The report also shared what is making the species decline. Nearly every threat to the birds has something to do with human activity. The leading cause of the decline, impacting 73% of the threatened species, is agriculture. The report states that both expanding into important habitats and using more machinery and chemicals have contributed to the issue.

Another big threat highlighted by the report is “the unsustainable logging and management of forests.” It reveals that over seven million hectares are lost every year — this impacts nearly half of the threatened bird species in the entire world.

Unsurprisingly, another huge factor is climate change. According to the report, climate change has already affected over 34% of the species. With the amount of unprecedented storms, wildfires, droughts, and more, they predict that climate change affecting the species will rapidly increase over the next few years.

Humans Impact Bird Species Decline

The Convention on Biological Diversity meeting (CBD COP 15) is happening this December, and it is happening at a very crucial time. The meeting will finalize a 10-year strategy for nature.
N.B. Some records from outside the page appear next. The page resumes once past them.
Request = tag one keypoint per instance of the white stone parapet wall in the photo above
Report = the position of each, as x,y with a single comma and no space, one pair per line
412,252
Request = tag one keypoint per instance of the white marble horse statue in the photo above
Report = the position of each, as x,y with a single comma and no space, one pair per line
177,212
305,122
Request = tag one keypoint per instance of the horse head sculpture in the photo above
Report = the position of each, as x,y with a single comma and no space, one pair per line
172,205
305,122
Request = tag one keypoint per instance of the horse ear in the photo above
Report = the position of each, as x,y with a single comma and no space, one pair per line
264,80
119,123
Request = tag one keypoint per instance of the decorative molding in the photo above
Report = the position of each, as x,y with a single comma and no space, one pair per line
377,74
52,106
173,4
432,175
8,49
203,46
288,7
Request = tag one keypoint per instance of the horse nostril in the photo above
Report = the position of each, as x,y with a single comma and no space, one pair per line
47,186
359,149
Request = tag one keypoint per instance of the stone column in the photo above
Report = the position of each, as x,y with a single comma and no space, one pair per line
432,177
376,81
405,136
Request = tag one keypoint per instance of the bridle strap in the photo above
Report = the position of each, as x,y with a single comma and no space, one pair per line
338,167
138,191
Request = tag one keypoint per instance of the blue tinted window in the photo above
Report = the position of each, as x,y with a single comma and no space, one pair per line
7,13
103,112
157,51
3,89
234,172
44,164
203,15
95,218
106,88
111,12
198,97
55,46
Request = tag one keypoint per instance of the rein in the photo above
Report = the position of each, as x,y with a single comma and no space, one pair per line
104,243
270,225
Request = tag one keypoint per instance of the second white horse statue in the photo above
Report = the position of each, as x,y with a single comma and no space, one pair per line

“Birds tell us about the health of our natural environment – we ignore their messages at our peril,” Patricia Zurita, BirdLife’s CEO, said in a statement. “Many parts of the world are already experiencing extreme wildfires, droughts, heatwaves and floods, as human-transformed ecosystems struggle to adapt to climate change. While the COVID pandemic and global cost of living crisis have undoubtedly diverted attention from the environmental agenda, global society must remain focused on the biodiversity crisis.”

The report shares that a crucial part of sustaining bird species is conserving and restoring the critical sites that the birds depend on.

“There is no denying that the situation is dire, but we know how to reverse these declines. Our research shows that between 21 and 32 bird species would have gone extinct since 1993 without the conservation efforts undertaken to save them,” Dr. Stuart Butchart, Chief Scientist at BirdLife International, said. “Species like the Echo Parakeet, California Condor, Northern Bald Ibis and Black Stilt would no longer exist outside museums were it not for the dedicated efforts of the many organizations in the BirdLife Partnership and beyond. If we give nature a chance, it can recover.”